A headstrong woman named Vienna runs her own saloon, but is at odds with many of the residents of the desert town nearby, because she supports the building of a railroad. She is friendly with a band of relatively harmless gunfighters and its leader, The Dancin’ Kid, is in love with her. Unfortunately, the gang comes under fire when a local is killed and his sister, Emma, demands justice. She wants Vienna and The Dancin’ Kid killed – or at least run out of town – though jealousy seems to figure into her motivations. Vienna hires an old lover, Johnny Guitar, to protect her, but she can’t prevent the town from descending into chaos.

Joan Crawford stars in this strange blend of Western, film noir, romantic melodrama, and epic tragedy. Truffaut called it “hallucinatory” and it certainly has a unique quality that’s made it both a cult favorite and beloved by other filmmakers. For one thing, the film’s two most important roles are for female characters – Joan Crawford’s Vienna and Mercedes McCambridge’s (The Exorcist) Emma – but not your typical 1950s female characters. The two male leads – Sterling Hayden as Johnny Guitar and Scott Brady as The Dancin’ Kid (those names, come on) – do relatively little other than pine over Vienna and respond to her every whim, while the women own businesses, shoot guns, and effectively run the town. Emma whips herself up in a froth of jealousy, where she is determined to kill The Dancin’ Kid (Vienna says this is because the Kid makes her feel like a woman) and Vienna for providing such stiff competition. Both Emma and Vienna are business owners – cattle and gambling respectively – and they represent the two sides of desert life: cowboys and bandits.

The film’s complicated sexual politics, which culminates in a lethal shootout, suggests a touch of lesbianism in the rivalry between Emma and Vienna, namely in Emma’s violent, unhealthy obsession with Vienna. In real life, Crawford and McCambridge hated each other (due to rivalry) and Crawford allegedly got drunk and threw McCambridge’s clothes and costumes out into the street. Their hatred for each other translated beautifully to the screen and director Nicholas Ray was allegedly delighted that they didn’t get along. And I challenge you to find another film from the period that not only ends in a woman rescuing herself, but in a woman involved in a firefight to the death with another female character.

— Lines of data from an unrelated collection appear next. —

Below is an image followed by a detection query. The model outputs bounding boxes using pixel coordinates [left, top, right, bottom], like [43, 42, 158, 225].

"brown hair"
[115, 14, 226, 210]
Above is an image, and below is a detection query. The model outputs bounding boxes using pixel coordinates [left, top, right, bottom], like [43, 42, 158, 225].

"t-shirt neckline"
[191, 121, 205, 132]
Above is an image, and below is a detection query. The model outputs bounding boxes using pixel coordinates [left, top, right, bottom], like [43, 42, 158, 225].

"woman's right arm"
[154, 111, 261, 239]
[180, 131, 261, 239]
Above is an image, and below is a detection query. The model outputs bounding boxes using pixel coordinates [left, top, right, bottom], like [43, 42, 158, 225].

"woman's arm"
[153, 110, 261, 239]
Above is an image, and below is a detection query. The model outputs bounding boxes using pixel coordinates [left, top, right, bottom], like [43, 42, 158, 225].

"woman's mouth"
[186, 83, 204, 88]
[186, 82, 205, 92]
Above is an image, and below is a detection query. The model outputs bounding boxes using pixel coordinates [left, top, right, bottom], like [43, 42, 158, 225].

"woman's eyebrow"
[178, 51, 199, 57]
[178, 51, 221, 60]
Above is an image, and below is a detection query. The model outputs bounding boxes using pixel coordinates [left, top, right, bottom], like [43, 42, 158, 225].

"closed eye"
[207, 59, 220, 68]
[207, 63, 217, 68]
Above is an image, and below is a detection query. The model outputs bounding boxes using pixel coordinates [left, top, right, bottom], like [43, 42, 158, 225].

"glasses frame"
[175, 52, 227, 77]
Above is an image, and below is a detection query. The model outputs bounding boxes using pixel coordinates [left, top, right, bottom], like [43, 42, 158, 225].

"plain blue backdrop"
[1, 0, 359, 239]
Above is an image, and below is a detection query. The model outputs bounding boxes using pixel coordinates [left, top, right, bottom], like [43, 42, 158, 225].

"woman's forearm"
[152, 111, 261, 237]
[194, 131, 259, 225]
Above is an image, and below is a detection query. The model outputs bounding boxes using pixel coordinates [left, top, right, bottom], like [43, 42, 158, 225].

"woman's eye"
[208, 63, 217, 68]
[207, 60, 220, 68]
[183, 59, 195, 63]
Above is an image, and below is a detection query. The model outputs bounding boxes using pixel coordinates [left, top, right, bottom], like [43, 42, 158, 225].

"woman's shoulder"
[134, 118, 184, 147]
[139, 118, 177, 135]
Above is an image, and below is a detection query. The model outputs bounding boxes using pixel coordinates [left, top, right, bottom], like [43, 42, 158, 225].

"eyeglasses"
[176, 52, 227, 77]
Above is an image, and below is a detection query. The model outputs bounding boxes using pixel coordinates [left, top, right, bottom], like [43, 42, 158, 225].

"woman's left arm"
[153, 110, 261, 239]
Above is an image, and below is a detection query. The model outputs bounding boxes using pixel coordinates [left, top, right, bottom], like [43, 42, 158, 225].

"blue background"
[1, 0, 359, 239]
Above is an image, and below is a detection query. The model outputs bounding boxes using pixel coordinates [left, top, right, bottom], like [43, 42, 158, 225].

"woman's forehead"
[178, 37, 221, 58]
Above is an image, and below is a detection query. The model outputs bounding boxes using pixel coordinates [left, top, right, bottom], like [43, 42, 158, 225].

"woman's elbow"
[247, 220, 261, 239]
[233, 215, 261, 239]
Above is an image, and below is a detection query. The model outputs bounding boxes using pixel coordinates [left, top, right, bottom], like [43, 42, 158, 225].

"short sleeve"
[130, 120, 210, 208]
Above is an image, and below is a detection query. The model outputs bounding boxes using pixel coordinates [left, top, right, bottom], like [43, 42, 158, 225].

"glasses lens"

Despite the film’s low budget and limited sets, Crawford herself serves as a main set piece, as she is costumed in bold colors – namely red, white, and black – and is always artfully posed. In one of my favorite scenes, when her saloon is invaded by angry ranchers, she doesn’t confront them with guns blazing, but rather dolls herself up in a flouncy white dress and plays the piano throughout their confrontation. But I can’t say that this all rests on Crawford. Though she is far superior to McCambridge, Hayden, and Brady, keep your eyes out from some supporting performances from Ward Bond (The Searchers, The Maltese Falcon), Ben Cooper (The Rose Tattoo), John Carradine (Stagecoach), and a young Ernest Borgnine!

Johnny Guitar might not be everyone’s cup of tea, but it comes highly recommended. The blacklisted Ben Maddow helped write the script (in secret) and this is a barely veiled look at the evils of mob violence and McCarthyism. It magically wavers between operatic levels of tragedy, violence, and unrequited love, and absolute camp that must be seen to be believed. After years of being unavailable, it’s finally out on Blu-ray. If you love Joan Crawford and Nicholas Ray, as I do, you won’t want to sleep on this one. Also give Peggy Lee’s catchy, mournful title song a listen.